A step toward the ‘Whole Child Development Framework’ has been made by the residential school system of the Government of Telangana in collaboration with the Global Center of Development of Whole Child(University of Notre Dame). The project aims to incorporate the Whole Child Development Framework and is named Project Sampoorna. Under this project, a team conducted intense research to examine how many attributes of whole child development are covered by the school curriculum through a ‘Whole Child Development Framework’ designed exclusively for these residential schools. As the Special Officer for the Government of Telangana School rightly said, “Project Sampoorna is an eye-opener for the administration since the students come from marginalized families. Many of them are first-generation learners and they have been in residential schools since the age of 10. Since these are the most crucial years of life, we must inculcate a whole child development framework in our schools.”. Project Sampoorna will interact at three levels—the educator/teacher, the school, and the larger educational system—with the backing of the government to promote holistic change.
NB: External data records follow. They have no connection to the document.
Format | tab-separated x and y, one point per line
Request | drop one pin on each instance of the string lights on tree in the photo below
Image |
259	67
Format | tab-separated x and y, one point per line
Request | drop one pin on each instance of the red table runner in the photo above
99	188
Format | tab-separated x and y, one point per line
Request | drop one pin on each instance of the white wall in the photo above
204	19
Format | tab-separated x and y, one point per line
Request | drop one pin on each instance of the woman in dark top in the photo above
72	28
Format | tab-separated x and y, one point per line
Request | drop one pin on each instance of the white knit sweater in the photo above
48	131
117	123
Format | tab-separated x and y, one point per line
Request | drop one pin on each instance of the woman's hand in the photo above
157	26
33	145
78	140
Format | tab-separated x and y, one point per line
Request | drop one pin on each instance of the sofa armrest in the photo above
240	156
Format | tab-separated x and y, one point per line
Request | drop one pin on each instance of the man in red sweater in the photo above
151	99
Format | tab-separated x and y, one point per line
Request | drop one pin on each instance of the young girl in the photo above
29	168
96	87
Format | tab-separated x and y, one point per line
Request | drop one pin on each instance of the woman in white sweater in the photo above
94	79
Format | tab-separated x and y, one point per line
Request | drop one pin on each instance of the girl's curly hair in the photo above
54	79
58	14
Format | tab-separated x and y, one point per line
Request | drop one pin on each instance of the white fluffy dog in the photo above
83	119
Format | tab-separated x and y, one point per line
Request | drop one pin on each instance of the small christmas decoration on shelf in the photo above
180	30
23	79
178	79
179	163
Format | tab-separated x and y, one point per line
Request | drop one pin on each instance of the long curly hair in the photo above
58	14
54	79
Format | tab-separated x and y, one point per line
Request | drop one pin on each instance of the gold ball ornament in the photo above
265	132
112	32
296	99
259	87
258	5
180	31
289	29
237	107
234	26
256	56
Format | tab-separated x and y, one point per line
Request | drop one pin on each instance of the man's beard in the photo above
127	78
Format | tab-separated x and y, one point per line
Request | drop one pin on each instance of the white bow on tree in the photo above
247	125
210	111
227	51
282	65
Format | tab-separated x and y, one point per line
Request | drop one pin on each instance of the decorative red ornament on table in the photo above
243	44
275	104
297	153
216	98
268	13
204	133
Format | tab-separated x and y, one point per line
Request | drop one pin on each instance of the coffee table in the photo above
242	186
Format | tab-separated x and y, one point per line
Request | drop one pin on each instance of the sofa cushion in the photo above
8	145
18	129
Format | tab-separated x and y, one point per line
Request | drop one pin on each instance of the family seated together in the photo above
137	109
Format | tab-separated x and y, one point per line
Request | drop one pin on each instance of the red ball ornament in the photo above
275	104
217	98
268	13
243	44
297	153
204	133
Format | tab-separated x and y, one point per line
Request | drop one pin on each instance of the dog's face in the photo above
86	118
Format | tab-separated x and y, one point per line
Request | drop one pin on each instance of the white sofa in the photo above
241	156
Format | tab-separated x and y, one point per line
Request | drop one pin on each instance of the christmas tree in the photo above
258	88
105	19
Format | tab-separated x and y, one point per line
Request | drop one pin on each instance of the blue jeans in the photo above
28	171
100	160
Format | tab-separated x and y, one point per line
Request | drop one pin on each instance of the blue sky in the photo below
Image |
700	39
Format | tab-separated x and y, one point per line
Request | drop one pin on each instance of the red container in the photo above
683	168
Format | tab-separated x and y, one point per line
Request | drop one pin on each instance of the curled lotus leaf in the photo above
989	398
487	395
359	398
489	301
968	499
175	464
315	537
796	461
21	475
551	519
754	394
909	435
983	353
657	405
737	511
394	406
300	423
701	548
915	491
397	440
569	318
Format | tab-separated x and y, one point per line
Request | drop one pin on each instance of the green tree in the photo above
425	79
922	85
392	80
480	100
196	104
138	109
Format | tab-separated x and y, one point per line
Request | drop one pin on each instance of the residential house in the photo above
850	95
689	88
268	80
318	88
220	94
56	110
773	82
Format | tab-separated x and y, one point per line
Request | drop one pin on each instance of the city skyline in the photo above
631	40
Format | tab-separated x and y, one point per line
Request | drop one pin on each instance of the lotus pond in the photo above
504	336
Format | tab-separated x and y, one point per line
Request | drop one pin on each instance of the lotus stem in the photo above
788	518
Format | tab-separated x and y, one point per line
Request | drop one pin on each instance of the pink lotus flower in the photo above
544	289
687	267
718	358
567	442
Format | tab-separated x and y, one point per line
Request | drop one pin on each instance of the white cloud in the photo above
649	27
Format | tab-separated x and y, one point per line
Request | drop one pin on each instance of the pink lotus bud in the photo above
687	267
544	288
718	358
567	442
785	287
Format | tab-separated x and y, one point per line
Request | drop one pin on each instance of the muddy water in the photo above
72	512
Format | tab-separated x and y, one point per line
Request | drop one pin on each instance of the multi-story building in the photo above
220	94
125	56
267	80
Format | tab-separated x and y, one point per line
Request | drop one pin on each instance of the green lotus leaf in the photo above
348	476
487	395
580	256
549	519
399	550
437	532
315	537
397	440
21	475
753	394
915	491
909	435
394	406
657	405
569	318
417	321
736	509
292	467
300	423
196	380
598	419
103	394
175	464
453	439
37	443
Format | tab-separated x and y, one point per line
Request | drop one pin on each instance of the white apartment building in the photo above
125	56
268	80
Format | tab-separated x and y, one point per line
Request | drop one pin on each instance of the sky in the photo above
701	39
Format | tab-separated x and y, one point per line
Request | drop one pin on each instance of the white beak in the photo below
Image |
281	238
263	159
Another attempt at integrating the Whole Child Development Framework in schools for the children in Jharkhand was made by the state government in collaboration with organizations like- Dream A Dream, QUEST Alliance, Kaivalya Education Foundation, Sattva Consulting, Porticus, and IDinsight. The name of the initiative is ‘Project Sampoorna’. This project mainly focuses on Social Emotional Learning of children as well as parents. The project aims to help students develop emotional fortitude, effectively handle challenging situations, pursue personal improvement, and engage in constructive social relationships.
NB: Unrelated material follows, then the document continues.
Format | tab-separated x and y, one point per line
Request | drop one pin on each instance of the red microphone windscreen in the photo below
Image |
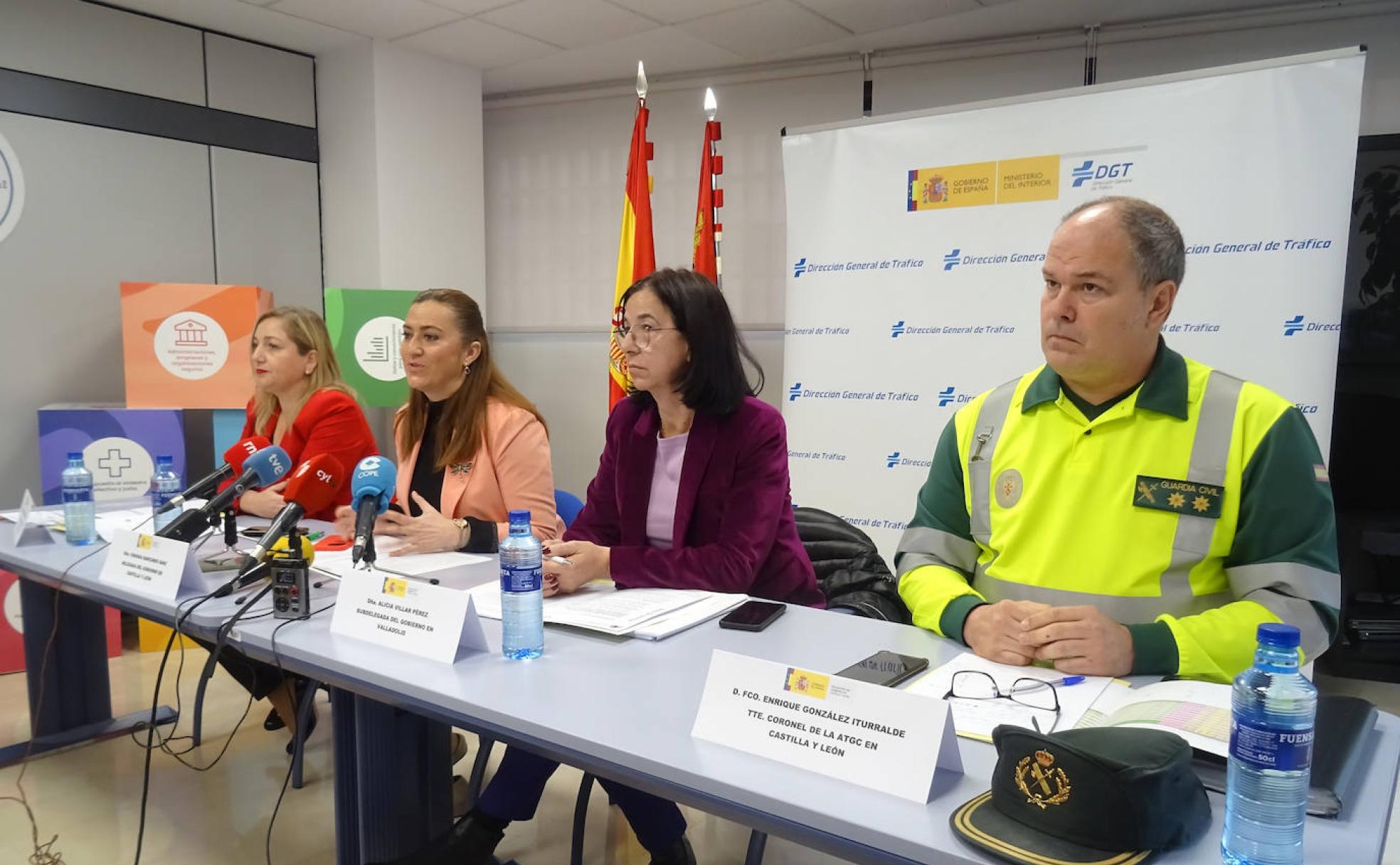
315	484
235	455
The very first move in inculcating the framework for Whole Child Development is to assess the pedagogy of schools to understand how many attributes of the existing curriculum match with the Whole Child Development Framework. In this regard Ms. Vyjayanti Sankarfrom the Center for Science of Student Learning, while sharing her experience said that “assessing attributes of Whole Child Development is complex, and in India, assessment methods are to assess rote learning rather than real learning.” Moreover, things get compounded when educators claim that they are integrating social-emotional learning into the curriculum. However, it is often done at a superficial level without a holistic approach. They integrate a bit of meditation and yoga and teach students to be empathetic when the teachers themselves lack understanding of this topic. In a competitive educational environment where children are pushed into a rat race where their individuality is diminished heavily, inculcating ‘Whole Child Development in the school curriculum effectively will prepare children to make thoughtful decisions throughout their lives.

For effective outcomes of ‘The Whole Child Development Framework’, trained and dedicated teachers are needed to guide students through every stage of development, specific to their psychological, social, emotional, and educational needs. The results of implementing project Sampoorna in the state of Jharkhand were significant – 97% of children became better at understanding social-emotional learning, 80% increase in class participation, 70% increase in children sharing their personal experiences with their peers, and a significant increase in parents’ engagement with the child.

The Whole Child Development framework is focused on the commitment to create a sustainable, safe, nurturing, learning environment which provides a comprehensive ecosystem for the development of children. The big challenge to witnessing the transformative change in education through the Whole Child Development framework lies in its proper implementation since it requires long-term commitment and vision.

*The Kautilya School of Public Policy (KSPP) takes no institutional positions. The views and opinions expressed in this article are solely those of the author(s) and do not reflect the views or positions of KSPP.